I was eager to undertake my CLI data gem project – but also nervous. This would be my first time programming in Ruby without a predetermined objective or tests to guide me. But my approach to coding thus far has been: The more I do it, even if it doesn’t click with me at first, the more comfortable I’ll feel. And the better programmer I’ll become. And so with that in mind, I jumped in.
My first step was to decide what my application would do. I wanted to work with information that interested me to keep me excited about the project. My wife and I are in the process of adopting a dog, and she suggested an app that gave users some sort of information on dog breeds.
What my application would accomplish
A quick examination of the American Kennel Club’s site gave me an idea:
-
Users would be given a numbered list of all dog breed groups recognized by the AKC.
-
They could then choose which group they were interested in and receive a numbered list of all breeds in that group.
-
They could choose the breed they wanted more information on and be given a concise list of breed traits.
All of the information, from the groups to the breeds to the dogs’ characteristics, would be scraped from the AKC’s website.
How I began
I wanted to hit the ground running, so I first built my app using hard coding instead of scraping. I wanted all of the methods to work together in the CLI class before I started scraping. So I chose one breed to work with - the first breed on the AKC’s site, the American water spaniel - and built out my methods using that dog’s specifications.

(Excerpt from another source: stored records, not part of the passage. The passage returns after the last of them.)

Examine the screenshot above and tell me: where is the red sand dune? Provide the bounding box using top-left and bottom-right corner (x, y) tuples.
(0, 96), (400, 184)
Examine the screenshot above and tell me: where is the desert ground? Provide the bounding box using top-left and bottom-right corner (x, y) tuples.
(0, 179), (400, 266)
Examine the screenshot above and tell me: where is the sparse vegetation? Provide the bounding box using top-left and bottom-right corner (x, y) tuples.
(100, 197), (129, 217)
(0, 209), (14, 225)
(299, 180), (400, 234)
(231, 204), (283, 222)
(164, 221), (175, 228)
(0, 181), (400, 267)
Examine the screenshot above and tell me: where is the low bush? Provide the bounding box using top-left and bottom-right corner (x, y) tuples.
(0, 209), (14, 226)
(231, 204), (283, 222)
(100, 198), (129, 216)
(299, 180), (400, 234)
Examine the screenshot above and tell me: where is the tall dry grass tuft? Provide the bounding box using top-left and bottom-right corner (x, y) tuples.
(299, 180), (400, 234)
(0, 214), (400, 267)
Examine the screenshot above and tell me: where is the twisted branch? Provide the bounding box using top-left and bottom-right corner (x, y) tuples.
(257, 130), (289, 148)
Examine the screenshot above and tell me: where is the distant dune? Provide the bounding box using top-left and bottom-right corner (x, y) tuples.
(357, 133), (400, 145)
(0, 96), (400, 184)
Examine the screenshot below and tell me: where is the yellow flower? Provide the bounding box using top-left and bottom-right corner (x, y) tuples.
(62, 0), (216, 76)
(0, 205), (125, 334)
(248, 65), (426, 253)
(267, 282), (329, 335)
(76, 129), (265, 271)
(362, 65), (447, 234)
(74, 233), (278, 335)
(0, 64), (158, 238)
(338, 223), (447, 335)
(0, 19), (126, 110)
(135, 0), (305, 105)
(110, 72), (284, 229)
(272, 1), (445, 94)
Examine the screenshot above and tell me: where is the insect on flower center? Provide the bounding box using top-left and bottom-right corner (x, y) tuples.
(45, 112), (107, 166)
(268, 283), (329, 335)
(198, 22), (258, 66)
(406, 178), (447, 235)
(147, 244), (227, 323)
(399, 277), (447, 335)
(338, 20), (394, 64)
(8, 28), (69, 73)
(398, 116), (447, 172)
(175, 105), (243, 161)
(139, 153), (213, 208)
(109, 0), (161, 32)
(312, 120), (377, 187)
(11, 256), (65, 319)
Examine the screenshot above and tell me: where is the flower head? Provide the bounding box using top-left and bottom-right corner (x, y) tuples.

As I hard-coded, I tried to be methodical. I built new methods as I realized what steps I needed to take to make the app work as intended. Every time I thought of a new functionality that was needed - even something as simple as saying goodbye to the user as he exited the program - I tried to build a new method to contain that function.
Time to scrape
Once everything was working smoothly, I started to move the methods in the CLI class into new classes named for their functions: Groups, Breeds, and Breed Details. I moved the appropriate methods to those classes and began to figure out how I could deliver the same information using scraping instead of hard coding, which would make each method so much more powerful and flexible.
Lessons in scraping
Going into this project, I was starting to feel a little more comfortable with scraping, but I hit a few roadblocks that really helped me. I had everything working using scraped information – or so I thought. I was testing my app and found that it broke when I chose a certain dog breed, the pug, which was odd.
I took a closer look at the pug’s page on the AKC site and discovered that certain breeds had a different HTML structure on their pages, which meant my app broke when it tried to scrape their info.
At first, I built two different scraping mechanisms to handle both HTML structures that I was seeing. But as I tested my scraping code, I soon realized that if I moved a level up, I could actually scrape both HTML structures using the same code, which helped simplify my program.
Why is that text indented?
I felt almost done with my app, but one thing was nagging me – the strings put out into the CLI with breeds’ information was indented, and I didn’t know why. A closer examination of what I was scraping showed that some breeds’ info came with \n
with extra spacing, and others had \n
along with \t
.
A Google search quickly showed me what I was dealing with - the strings were being told to move to a new line and brought the extra spacing with them, or they were moving to a new line and tabbing over (or indenting) at the same time.
I fixed this to make all outputted text in the CLI align on the left using delete!
and strip
on the strings of breed information.
A confidence builder
While my app feels simple - it just returns snippets of information from one website - I also appreciate how I was able to access a large amount of information (the AKC has seven groups of dog breeds and 20-30 breeds of dogs in each group) and parse it for the user.
Building a program from scratch and navigating the hiccups along the way to produce a useful, streamlined app has given me a lot of confidence as I move forward in coding.